P1110852Jetzt wendet er sich auch das erste Mal direkt ans Publikum: „Dankeschön und guten Tag überhaupt! Jetzt drehen wir die Platte um!“ und legt in den Jubel nach: „Wir sind die Fehlfarben, die früher diese lustigen Texte hatten, aber das ist jetzt vorbei!“ Also folgt „Apokalypse“, der Rhythmus treibt die Leute weiter an. Ich überrasche mich selbst mit einer Gänsehaut, während die Füße automatisch dem Rhythmus aus Bass und Schlagzeug folgen. Ich drehe mich kurz um, und die Menge tanzt ebenso bis unter dem Catwalk im Hintergrund der Halle. Zum Finale des Songs spielt Saskia ein tolles und bejubeltes Stehsolo an den Drums. Doch es gibt „keine Atempause“, es geht weiter mit „Ein Jahr (Es geht voran)“. Peter setzt dabei zu früh an und bricht noch einmal ab, aber dann klappt sein Einsatz. Das hat nicht weiter gestört, aber sicherheitshalber wirft Peter einen kurzen Blick auf den Spickzettel, der auf dem Drumpodest liegt. „Was kommt jetzt?“ – Richtig, jetzt kommt „Angst“. Die Stimmung ist toll, „Und wir tanzten bis zum Ende, zum Herzschlag der besten Musik“, wie es im folgenden „Das war vor Jahren“ heißt. Peter will nun noch einmal auf dem Zettel spicken, doch jemand ruft laut „Paul ist tot!“ Da muss er lachend feststellen: „Richtig, wer die Platte kennt weiß, was jetzt kommt.“ Der Sound nimmt mich noch einmal gefangen, bei „Paul ist tot, kein Freispiel drin“ kriege ich die nächste Gänsehaut. „Was ich haben will, das krieg‘ ich nicht. Und was ich kriegen kann, das gefällt mir nicht“ muss man einfach mitsingen. Die meisten Leute tanzen, und ich muss mir ein Tränchen wegblinzeln, denn nun endet Monarchie und Alltag. Was für ein Album, das auch nach all den Jahren nichts von seiner Kraft eingebüßt hat. Auf der Fotoleinwand erscheint kurz Heino auf dem Cover einer alten Illustrierten, eine kleine und witzige Hommage an die Vorband Black Heino. Im Jubel des Publikums verschwindet Peter klammheimlich von der Bühne, und die Band dreht für ein rockiges Finale noch einmal richtig auf. Ein toller Abend, jetzt wäre es eigentlich perfekt. Aber natürlich fordert das Publikum nach Zugaben, und dem können sich die Fehlfarben auch nicht entziehen.

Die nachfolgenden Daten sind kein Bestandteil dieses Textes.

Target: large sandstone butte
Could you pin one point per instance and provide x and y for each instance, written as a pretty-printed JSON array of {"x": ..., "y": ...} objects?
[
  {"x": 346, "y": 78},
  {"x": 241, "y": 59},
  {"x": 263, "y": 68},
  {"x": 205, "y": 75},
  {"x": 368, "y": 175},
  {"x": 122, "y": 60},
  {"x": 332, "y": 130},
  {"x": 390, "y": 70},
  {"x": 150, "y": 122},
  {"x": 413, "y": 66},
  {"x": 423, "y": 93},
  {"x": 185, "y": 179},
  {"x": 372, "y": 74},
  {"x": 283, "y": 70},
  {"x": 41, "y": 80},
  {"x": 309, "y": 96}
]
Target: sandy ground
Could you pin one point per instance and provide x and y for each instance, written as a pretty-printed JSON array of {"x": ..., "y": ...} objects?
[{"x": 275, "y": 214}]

P1110935Wieder zurück auf der Bühne erklärt Peter: „Jetzt waren wir eine Platte lang vernünftig, nun ist es Zeit unvernünftig zu werden. Wir wollten eigentlich `ne CD abspielen, aber das geht technisch nicht. Jetzt müssen wir den Mist spielen, den wir geprobt haben.“ In das Gelächter hinein schiebt er noch nach: „Jetzt kommt neue Scheiße nach der alten!“ Die erste Zugabe ist „Der Dinge Stand“ vom letzten Album Über…Menschen von 2015. Früher schimpfte man über die Alten, heute kriegen die Jungen ihr Fett ab: „Mit der App in der Hand unters Auto gerannt. Mit Beats auf den Ohren, das Leben verloren.“ Weiter geht es mit „Im Sommer“ vom Album Glücksmaschinen aus 2010. Der Sound fügt sich gut ein, aber dennoch ist in der Pause ein kleiner Bruch entstanden. Mit „Platz da!!!“ vom Album Xenophonie (2012) ist dieser jedoch schon wieder vergessen, die Band rockt, und die Leute gehen wieder richtig mit. Auch Black Heino sind mit dabei. Nun muß sich Peter kurz setzen und nimmt einen tiefen Schluck König Ludwig. Nach „Stadt der 1000 Tränen“, noch einmal von Glücksmaschinen, kommen wir zum Schluß: „Ja, danke, jetzt kommt das letzte Lied … So haben wir uns das vorgestellt.“ Es folgt also „So hatten wir uns das nicht vorgestellt“ wieder von Über…Menschen. Die Saxophon-Einlage von Frank klingt verdächtig nach Joy Division, ungewöhnlich, aber gut. Eine kurze Verabschiedung der Band, Peter ist schon vorab winkend verschwunden, aber die Leute haben immer noch nicht genug, und so werden die Fehlfarben noch einmal zurückgeklatscht. Peter erscheint nun auch mit einem Flensburger Pilsener und meint: „Normalerweise spielt man bei den Zugaben die alte Scheiße, aber das können wir ja nun nicht. Aber unsere neue Scheiße ist immer noch besser als die alte Scheiße von anderen!“ Das Publikum johlt, und es folgt das schwungvolle „Das Komitee“ (Album Über…Menschen). Den nun wirklich letzten Song „Politdisko“ von Handbuch für die Welt von 2007 kündigt Peter mit: „80ies Revival Disco!“ an.
Damit endet ein toller Abend, bei dem mit Black Heino eine junge und aufstrebende Band am Start ist, die man sich unbedingt merken sollte. Trotz des leichten Soundproblems fügen sie sich gut ein als Vorband. Fehlfarben sind eine Bank, kein Wunder bei der präsentierten Platte. Aber auch die neuen Songs sind fehlfarbentypisch und machen live ebenso Spaß.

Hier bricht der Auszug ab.